The first post ended on P2’s battleground: no reality without subject, no outside view from nowhere. But the outside view doesn’t go away easily. It persists tacitly — in how we think about truth, about objectivity, about what counts as knowledge. And that tacit persistence has consequences for how we understand sharing.
If you hold on to an outside view, sharing becomes referential — passing descriptions of a reality that exists independently of whoever describes it. The better the description, the closer to truth. But if reality is lived, not observed from outside, then sharing is something else entirely. It is subjects interacting in their (shared) environments, converging on a language and a vocabulary that works — not because it copies something out there, but because it is shared between them. A community is not something that happens out there, seen from above. It is born from within — subjects sharing, each from their own private medium, no outside view. That is the shift P3 makes.

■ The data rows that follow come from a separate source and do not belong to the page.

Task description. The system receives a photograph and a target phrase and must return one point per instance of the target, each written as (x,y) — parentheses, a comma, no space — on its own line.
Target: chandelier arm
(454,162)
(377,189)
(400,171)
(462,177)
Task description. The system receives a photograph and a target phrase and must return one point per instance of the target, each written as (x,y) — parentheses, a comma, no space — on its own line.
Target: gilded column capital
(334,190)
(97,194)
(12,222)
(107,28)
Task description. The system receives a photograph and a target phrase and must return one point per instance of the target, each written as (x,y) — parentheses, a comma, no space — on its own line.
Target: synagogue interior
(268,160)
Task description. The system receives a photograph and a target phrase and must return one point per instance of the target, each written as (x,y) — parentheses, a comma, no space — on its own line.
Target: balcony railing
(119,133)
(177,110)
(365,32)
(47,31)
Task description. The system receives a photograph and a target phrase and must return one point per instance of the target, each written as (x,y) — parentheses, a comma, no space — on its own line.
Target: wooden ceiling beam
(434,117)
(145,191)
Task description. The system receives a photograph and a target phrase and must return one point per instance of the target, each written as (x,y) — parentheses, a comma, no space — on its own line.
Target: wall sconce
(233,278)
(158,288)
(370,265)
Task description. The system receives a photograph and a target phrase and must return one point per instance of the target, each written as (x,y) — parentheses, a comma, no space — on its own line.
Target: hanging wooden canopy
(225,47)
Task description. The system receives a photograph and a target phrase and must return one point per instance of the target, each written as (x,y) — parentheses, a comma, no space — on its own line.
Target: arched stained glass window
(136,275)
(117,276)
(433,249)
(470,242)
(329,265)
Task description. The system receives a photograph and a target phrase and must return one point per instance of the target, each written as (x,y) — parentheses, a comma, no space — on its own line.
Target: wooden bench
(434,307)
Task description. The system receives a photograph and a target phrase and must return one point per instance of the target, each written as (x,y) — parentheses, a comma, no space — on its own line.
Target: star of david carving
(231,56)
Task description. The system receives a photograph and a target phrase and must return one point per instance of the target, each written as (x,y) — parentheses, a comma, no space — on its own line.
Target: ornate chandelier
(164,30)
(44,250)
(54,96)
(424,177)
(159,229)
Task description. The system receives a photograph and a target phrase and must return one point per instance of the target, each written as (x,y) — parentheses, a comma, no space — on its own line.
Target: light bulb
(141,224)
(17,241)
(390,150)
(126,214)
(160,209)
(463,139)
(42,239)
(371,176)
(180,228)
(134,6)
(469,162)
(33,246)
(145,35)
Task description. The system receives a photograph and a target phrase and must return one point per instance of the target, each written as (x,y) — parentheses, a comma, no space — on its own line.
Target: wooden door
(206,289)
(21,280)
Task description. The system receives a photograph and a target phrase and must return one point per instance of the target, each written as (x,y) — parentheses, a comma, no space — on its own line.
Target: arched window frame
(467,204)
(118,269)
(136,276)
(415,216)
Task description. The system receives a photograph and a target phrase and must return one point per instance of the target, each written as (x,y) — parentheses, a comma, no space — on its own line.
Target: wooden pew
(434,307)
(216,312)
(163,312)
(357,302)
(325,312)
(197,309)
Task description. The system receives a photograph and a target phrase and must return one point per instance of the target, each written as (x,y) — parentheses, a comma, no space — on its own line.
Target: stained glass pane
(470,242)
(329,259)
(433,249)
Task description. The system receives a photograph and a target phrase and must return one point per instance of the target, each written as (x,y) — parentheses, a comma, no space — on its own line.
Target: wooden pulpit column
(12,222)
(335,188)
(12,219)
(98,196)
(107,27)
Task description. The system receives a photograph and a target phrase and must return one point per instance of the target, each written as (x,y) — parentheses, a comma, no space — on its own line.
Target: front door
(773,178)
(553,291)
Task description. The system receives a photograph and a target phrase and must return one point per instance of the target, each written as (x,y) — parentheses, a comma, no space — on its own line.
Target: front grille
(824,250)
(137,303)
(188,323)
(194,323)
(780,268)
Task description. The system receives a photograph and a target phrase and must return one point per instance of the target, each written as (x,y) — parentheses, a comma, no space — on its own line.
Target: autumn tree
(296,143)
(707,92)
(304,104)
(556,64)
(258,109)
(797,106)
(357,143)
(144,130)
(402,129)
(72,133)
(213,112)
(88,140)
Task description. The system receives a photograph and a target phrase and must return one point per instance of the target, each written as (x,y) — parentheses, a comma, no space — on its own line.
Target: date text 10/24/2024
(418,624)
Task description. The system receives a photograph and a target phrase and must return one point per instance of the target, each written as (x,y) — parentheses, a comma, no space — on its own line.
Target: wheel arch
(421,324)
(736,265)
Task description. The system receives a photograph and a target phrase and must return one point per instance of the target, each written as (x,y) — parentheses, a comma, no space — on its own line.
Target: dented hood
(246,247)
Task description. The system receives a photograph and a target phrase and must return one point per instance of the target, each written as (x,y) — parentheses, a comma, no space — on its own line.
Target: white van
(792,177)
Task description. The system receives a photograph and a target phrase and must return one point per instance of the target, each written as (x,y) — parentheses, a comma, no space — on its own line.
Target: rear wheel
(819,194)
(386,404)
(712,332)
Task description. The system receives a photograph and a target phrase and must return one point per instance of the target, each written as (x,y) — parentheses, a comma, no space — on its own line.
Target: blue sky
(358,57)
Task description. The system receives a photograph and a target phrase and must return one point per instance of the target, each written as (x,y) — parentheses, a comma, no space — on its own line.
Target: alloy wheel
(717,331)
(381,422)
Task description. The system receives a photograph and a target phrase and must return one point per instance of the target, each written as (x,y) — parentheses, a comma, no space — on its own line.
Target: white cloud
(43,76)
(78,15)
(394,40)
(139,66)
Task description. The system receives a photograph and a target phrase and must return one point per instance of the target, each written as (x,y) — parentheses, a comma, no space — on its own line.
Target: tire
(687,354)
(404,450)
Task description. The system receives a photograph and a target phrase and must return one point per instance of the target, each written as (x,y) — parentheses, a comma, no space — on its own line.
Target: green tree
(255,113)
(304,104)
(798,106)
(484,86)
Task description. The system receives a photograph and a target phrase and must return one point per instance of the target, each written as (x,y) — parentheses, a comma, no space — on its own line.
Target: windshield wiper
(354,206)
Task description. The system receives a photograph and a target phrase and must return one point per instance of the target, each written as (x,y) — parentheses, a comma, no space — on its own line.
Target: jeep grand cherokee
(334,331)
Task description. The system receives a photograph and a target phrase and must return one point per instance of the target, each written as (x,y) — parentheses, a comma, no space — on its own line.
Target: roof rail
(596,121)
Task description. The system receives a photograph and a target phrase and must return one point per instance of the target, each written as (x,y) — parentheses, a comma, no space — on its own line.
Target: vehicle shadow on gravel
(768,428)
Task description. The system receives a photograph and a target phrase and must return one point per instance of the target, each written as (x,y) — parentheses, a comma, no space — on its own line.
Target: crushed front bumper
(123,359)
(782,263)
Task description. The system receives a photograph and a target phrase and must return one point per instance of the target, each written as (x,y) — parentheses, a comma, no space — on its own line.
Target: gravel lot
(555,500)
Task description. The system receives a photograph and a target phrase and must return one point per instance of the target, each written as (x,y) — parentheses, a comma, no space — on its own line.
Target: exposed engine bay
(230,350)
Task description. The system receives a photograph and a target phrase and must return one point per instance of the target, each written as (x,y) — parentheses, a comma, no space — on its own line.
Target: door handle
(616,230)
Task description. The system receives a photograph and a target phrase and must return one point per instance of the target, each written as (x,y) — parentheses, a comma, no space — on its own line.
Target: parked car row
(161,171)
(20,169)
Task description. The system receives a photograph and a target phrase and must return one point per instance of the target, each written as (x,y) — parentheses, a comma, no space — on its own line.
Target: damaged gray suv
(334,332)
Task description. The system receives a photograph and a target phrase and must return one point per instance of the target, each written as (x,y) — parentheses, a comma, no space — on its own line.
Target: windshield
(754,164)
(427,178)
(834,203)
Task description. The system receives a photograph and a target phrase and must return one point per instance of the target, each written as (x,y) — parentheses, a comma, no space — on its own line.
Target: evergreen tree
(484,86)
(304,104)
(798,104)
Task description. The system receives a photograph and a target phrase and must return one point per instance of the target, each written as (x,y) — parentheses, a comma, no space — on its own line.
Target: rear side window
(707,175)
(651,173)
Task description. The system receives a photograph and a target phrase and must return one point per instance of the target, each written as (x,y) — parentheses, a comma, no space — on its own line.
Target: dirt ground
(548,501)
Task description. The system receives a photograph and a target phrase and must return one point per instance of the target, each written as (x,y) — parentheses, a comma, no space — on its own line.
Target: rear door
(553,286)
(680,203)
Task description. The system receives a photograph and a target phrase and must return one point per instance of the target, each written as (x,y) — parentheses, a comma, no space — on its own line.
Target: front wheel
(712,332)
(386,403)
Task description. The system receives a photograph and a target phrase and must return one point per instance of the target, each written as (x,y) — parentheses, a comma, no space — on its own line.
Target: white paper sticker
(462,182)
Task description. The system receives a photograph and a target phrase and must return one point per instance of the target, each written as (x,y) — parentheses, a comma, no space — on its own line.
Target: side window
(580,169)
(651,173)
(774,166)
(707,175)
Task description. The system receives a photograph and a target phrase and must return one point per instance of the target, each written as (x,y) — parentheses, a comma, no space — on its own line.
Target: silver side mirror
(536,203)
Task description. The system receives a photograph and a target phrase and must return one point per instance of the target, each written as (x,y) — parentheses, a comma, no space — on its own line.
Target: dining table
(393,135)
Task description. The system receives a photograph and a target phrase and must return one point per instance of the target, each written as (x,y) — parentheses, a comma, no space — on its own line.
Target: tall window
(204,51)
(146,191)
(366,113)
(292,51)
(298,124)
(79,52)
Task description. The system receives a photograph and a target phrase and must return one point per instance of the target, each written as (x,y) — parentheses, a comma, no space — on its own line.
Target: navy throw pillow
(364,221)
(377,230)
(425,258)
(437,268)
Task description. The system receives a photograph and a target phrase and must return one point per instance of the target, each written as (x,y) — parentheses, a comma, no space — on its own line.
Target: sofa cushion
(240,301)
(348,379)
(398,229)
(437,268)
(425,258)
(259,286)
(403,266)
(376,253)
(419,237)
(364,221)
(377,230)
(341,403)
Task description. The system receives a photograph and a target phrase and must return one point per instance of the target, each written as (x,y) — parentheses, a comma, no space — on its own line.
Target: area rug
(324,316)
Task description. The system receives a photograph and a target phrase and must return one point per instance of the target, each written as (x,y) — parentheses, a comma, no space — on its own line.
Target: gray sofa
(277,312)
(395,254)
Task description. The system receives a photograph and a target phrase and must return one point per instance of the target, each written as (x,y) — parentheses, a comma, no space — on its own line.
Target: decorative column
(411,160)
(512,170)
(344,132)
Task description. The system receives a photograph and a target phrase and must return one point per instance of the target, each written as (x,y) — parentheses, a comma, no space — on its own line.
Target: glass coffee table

P3 - Language is where subjects share knowledge about reality. Where P2 deals with the dynamic between being and the other, P3 deals with the dynamic between beings embedded in ‘the other’, the environment it’s in. From the individual interaction emerge the ‘being as a group’ interactions. The interactions between subjects are indirect. Each subject interacts with its environment, and reads the communication of other subjects from their effect on its environment. This language of indirect transmission is shared, it converges to a shared understanding — knowledge. The interactions shape the vocabulary and the way the relational is constructed. Vocabulary as a set of concepts, concepts as a form of being themselves (in the world of meaning). Concepts hide complexity and make it easy to create relational patterns and express thoughts. Sharing and evolving this language is about creating our reality as a community — a reality created at the grassroots level.
P4 - Languages are interrelational and have equal standing in potential. Languages interrelate in (many) different ways. Thinking of a language game as expression of an activity, there are many variations of how the rules of a game or activity are expressed. One could see these languages as equivalent, horizontally related. Whenever a language is used to spawn another language, it creates a vertical upwards relationship. When we analyse a language and clarify its concepts and grammar we create a vertical down type of relationship. Mathematics analysing the grammar of physics, a programming language born from mathematical logic, a community developing its own dialect from a shared tongue — each a different direction of inter-relation. But interrelational does not imply hierarchy, imposition from the outside inwards. These are concepts that exist within a language. Languages on their own are freestanding, and master of their own potentiality.
P5 - Together they form a web of growing complexity. Languages are living things — in fertile ground they will grow and multiply. The richness of inter-relation is just that: a fertile ground for language to evolve. It will create uniformity and variety. And go through periods of rich harvests and famines. However, it doesn’t deconstruct itself back to its primordial beginning. Evolution stays coupled to its history.
A lot said, not all explained. This is just the beginning.